The very nature of the men's 110m sprint hurdles makes it an event fraught with potential pitfalls and the opening round served up more drama than an episode of House of Cards.
In the opening heat, Germany’s Alexander John was removed from the competition for jumping the gun and then, once the race began in earnest it claimed, one middleweight victim and almost one heavyweight contender.
Trinidad and Tobago's Pan American Games silver medallist Mikel Thomas stumbled and fell after hurdle one to prematurely exit the competition while in the adjacent lane, world number two Omar McLeod was making hard work of trying to progress.
The Jamaican banged into hurdles two and four before smashing through hurdle five. He badly lost his balance on landing but miraculously remained upright and somehow held his composure to fight back and take second, with four automatic qualification spots on offer for Thursday's semi-finals, in 13.43.
Shane Brathwaite, of Barbados, ignored the chaos going on around him to take victory in 13.28 while China's Wenjun Xie delighted the home crowd to advance in third with 13.44.
Heat two also produced its fair share of drama.
USA’s Ronnie Ash appeared to flinch on the blocks and was disqualified by officials. The American was not too happy at the decision and several minutes of confusion ensued before he finally left the track.
The field was then reduced to six athletes after Czech Republic’s former European indoor 60m hurdles champion Petr Svoboda appeared to commit the same transgression and was eliminated but he was later reinstated after the Jury of Appeal reviewed the video evidence and he was allowed to proceed to the semi-finals.
When the race finally got underway, France's gifted current European indoor 60m hurdles champion Pascal Martinot-Lagarde – who did not appear to be running at full tilt – took the heat win in 13.35.
Jamaica's Commonwealth champion Andrew Riley, who had earlier requested water from volunteers while waiting for Ash to leave the arena, grabbed second in 13.43.
Heat three was without major incident as defending champion David Oliver gave a clear indication he is in no mood to relinquish his title, by qualifying fastest for the semi-finals. The powerhouse American looked fully in control from the gun and stopped the clock in 13.15, despite running into a 1.0mps headwind.
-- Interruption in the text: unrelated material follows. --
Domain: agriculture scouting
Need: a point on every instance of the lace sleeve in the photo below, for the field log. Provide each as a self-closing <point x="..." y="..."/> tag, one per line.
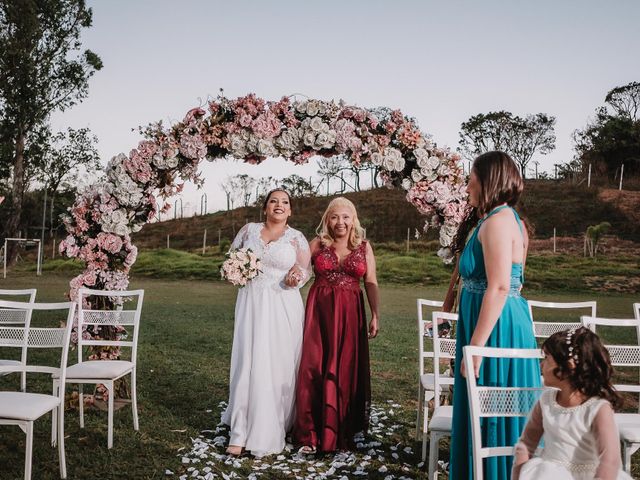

Last year’s world Indoor 60m hurdles bronze medallist Garfield Darien, of France, took second in 13.43, but slightly surprisingly, Cuba’s former world junior champion Yordan O'Farrill of – with a season's best of 13.23 – will not feature in the semi-finals after placing a distant sixth in 13.64.
The London 2012 Olympic Games bronze medallist Hansle Parchment was an eye-catching winner of heat four.
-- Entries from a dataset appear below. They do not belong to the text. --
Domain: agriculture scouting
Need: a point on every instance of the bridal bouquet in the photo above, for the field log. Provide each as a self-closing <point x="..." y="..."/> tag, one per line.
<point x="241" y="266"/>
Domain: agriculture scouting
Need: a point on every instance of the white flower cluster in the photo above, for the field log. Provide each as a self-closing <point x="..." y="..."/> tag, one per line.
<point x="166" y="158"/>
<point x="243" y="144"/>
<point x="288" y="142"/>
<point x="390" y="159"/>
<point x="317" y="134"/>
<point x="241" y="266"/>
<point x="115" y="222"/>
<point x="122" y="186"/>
The Jamaican record holder appeared to be running in third gear but still managed to record 13.33, 0.02 clear of Germany’s Matthias Buchler, who set a season's best.
Much less impressive was Aleec Harris. The US indoor 60m hurdles champion qualified third in 13.41 but produced a far from technically accomplished display, which he will need to improve upon should he wish to advance beyond the semi-finals.
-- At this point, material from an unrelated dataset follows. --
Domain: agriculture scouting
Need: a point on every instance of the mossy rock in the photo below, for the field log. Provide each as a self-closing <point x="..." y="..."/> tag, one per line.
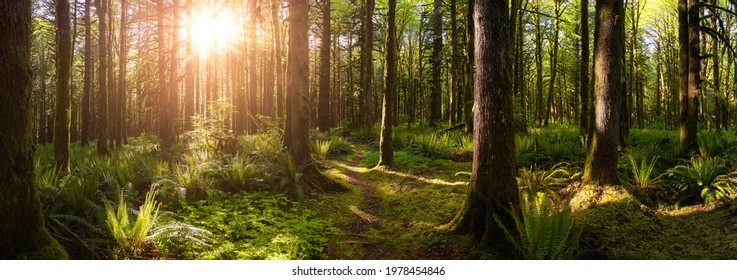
<point x="614" y="225"/>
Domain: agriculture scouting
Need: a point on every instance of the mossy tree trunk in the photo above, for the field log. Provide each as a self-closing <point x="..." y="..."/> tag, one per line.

Reigning Olympic champion Aries Merrit was as smooth as silk while taking the heat five win in 13.25. The American world record holder, who has struggled to reach his heights of his 2012 campaign chiefly because of a kidney disorder, gave a hint that he could once again be approaching his best form as he flashed past the line in 13.25.
In a high-class final heat, Dmitri Bascou ensured all three French athletes advanced to the semi-finals by taking second in 13.29. Russia’s two-time European champion Sergey Shubenkov also comfortably progressed in third with 13.31.